Poutine a souligné l’approfondissement des liens économiques des deux nations lors de leur réunion, notant que le commerce bilatéral a dépassé 140 milliards de dollars l’année dernière. « Je suis convaincu que d’ici la fin de l’année, nous atteindrons de nouveaux records, et dans un avenir proche », a-t-il déclaré.

Pékin a soigneusement évité de violer les sanctions occidentales ou de fournir un soutien militaire direct à Moscou, mais les entreprises chinoises profitent de l’exode des marques occidentales de Russie.
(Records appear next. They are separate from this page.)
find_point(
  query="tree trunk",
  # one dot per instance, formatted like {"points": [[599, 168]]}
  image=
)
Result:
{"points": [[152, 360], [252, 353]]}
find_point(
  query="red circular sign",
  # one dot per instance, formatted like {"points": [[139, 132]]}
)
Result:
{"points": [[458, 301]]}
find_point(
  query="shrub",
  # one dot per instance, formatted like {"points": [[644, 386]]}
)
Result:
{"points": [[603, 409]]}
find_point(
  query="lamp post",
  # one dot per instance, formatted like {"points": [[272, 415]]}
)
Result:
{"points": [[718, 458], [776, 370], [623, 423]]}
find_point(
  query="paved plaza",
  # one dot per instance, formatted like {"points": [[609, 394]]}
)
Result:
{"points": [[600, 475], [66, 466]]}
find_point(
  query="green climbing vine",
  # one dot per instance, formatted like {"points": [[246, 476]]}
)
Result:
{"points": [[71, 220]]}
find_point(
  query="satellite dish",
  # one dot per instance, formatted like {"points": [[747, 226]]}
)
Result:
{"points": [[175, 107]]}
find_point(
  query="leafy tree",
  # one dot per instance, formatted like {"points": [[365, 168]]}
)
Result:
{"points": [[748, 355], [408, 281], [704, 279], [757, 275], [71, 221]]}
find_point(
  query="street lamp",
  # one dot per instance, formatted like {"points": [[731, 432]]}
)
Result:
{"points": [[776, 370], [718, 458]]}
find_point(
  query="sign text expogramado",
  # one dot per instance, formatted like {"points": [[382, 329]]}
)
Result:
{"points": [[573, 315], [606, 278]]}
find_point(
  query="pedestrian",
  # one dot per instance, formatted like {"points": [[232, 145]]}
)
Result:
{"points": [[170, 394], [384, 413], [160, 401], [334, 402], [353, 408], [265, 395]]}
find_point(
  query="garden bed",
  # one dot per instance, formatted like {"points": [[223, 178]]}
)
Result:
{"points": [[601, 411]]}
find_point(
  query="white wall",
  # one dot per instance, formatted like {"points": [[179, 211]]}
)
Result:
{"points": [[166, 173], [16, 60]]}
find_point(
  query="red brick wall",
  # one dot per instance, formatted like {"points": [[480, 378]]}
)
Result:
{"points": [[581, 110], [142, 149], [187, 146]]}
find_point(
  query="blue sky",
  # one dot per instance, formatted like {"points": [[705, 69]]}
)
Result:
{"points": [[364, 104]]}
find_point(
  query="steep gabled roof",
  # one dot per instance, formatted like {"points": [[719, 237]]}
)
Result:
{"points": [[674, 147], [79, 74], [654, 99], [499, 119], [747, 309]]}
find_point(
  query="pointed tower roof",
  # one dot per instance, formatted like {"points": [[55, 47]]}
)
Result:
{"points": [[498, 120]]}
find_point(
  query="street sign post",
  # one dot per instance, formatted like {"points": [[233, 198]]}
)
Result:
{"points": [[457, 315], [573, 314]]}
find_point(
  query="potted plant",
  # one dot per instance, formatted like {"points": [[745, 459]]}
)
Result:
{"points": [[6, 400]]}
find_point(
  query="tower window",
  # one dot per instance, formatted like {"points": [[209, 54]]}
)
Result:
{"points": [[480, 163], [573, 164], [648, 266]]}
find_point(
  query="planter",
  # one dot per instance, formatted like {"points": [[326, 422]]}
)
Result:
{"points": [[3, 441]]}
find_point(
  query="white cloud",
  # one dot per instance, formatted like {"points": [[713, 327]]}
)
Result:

Les smartphones chinois ont représenté les deux tiers de toutes les nouvelles ventes en Russie entre avril et juin, Reuters a rapporté. Les voitures particulières des constructeurs chinois représentaient près de 26% du marché russe en août, le plus élevé jamais enregistré, selon une analyse russe agence Autostat.

Suivant

Un premier aperçu de l’enquête sur le sentiment des consommateurs de l’Université du Michigan pour septembre est publié à 10 h HE.

À venir la semaine prochaine : C’est une semaine à succès pour les banques centrales avec la Réserve fédérale et la Banque d’Angleterre qui doivent révéler leurs dernières décisions politiques.

Correction : une version antérieure de cette histoire attribuait à tort une cotation aux vendeurs reconnaissant le changement des conditions du marché. Il aurait dû être attribué à George Ratiu, responsable de la recherche économique chez Realtor.com.